In multi-processor systems, it is possible to provide each processor in a system with its own cache memory. Each local processor accesses its own cache whenever possible, and accesses main system memory through a system bus only when necessary.
This situation introduces an important problem known as the "cache coherency problem." This problem arises whenever it is possible for shared variables in main system memory to be accessed by two or more processors in the system. These processors can be local central processing units, or input/output devices attached to the bus. The cache coherency problem arises when a single memory location is cached in two or more local caches. If one of the processors writes a new value into that memory location, it will be inconsistent with the value of the same variable, or main memory location, currently cached in the other caches. The cache coherency problem also arises when a non-caching device writes to a location in system memory which has been cached by another device.

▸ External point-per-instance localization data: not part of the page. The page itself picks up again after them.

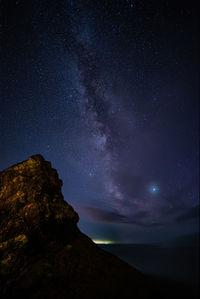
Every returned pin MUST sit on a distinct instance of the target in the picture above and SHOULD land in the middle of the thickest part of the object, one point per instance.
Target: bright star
(154, 189)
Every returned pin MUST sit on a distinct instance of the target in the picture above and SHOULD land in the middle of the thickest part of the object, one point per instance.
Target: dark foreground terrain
(42, 252)
(44, 255)
(174, 269)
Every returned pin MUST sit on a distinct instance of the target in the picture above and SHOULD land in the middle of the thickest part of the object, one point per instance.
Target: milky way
(108, 93)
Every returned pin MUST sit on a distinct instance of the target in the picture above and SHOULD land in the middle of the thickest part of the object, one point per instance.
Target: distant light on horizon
(103, 241)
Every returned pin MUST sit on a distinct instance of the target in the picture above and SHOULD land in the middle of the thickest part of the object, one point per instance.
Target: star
(154, 189)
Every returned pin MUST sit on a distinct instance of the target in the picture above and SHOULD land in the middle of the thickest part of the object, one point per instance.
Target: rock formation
(42, 252)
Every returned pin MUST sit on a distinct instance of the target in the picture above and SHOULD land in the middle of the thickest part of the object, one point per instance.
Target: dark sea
(175, 267)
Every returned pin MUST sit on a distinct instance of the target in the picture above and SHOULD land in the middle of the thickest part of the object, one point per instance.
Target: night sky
(108, 92)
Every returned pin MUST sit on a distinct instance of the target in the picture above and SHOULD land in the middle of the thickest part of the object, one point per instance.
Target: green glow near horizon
(103, 241)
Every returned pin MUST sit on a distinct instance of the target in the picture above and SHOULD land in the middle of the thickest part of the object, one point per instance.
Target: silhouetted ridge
(42, 252)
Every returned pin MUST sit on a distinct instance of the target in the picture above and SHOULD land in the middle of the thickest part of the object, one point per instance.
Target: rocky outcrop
(42, 252)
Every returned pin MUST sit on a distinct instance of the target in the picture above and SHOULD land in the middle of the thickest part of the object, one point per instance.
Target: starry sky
(108, 92)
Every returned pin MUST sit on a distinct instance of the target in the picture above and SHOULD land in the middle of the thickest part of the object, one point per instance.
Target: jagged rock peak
(31, 198)
(42, 252)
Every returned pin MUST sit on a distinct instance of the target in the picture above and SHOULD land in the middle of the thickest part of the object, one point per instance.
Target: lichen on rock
(42, 252)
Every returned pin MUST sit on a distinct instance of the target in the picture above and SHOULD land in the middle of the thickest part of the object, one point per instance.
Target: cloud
(140, 218)
(190, 214)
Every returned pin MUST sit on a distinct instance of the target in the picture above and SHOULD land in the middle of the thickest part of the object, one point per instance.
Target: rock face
(42, 252)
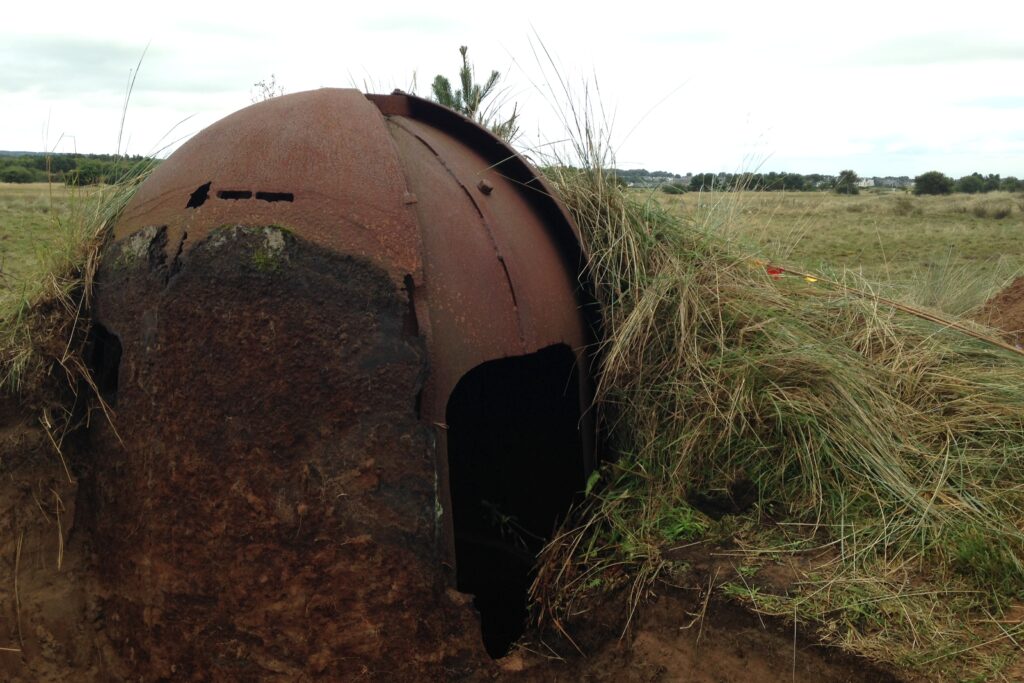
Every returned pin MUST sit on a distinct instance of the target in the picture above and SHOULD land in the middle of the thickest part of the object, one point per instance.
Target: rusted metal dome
(343, 335)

One technique utilized in dealing with the cache coherency problem is to have all local processors having caches monitor, or "snoop," the main system bus at all times. If another processor or device writes data to a memory location which is currently stored in a local cache, the local cache entry is invalidated. If that location is later accessed by the local processor, the updated data is then retrieved from the main system memory.
Using a dual-port memory array in this manner, however, results in an area penalty on the tag RAM chip. This is because a dual-port memory, compared to a single-port memory array, can be two and a half to three and a half times larger, or more.
Therefore, it would be desirable to provide a cache tag memory which reduces space consumption as well as maintain the coherency of the cache memory.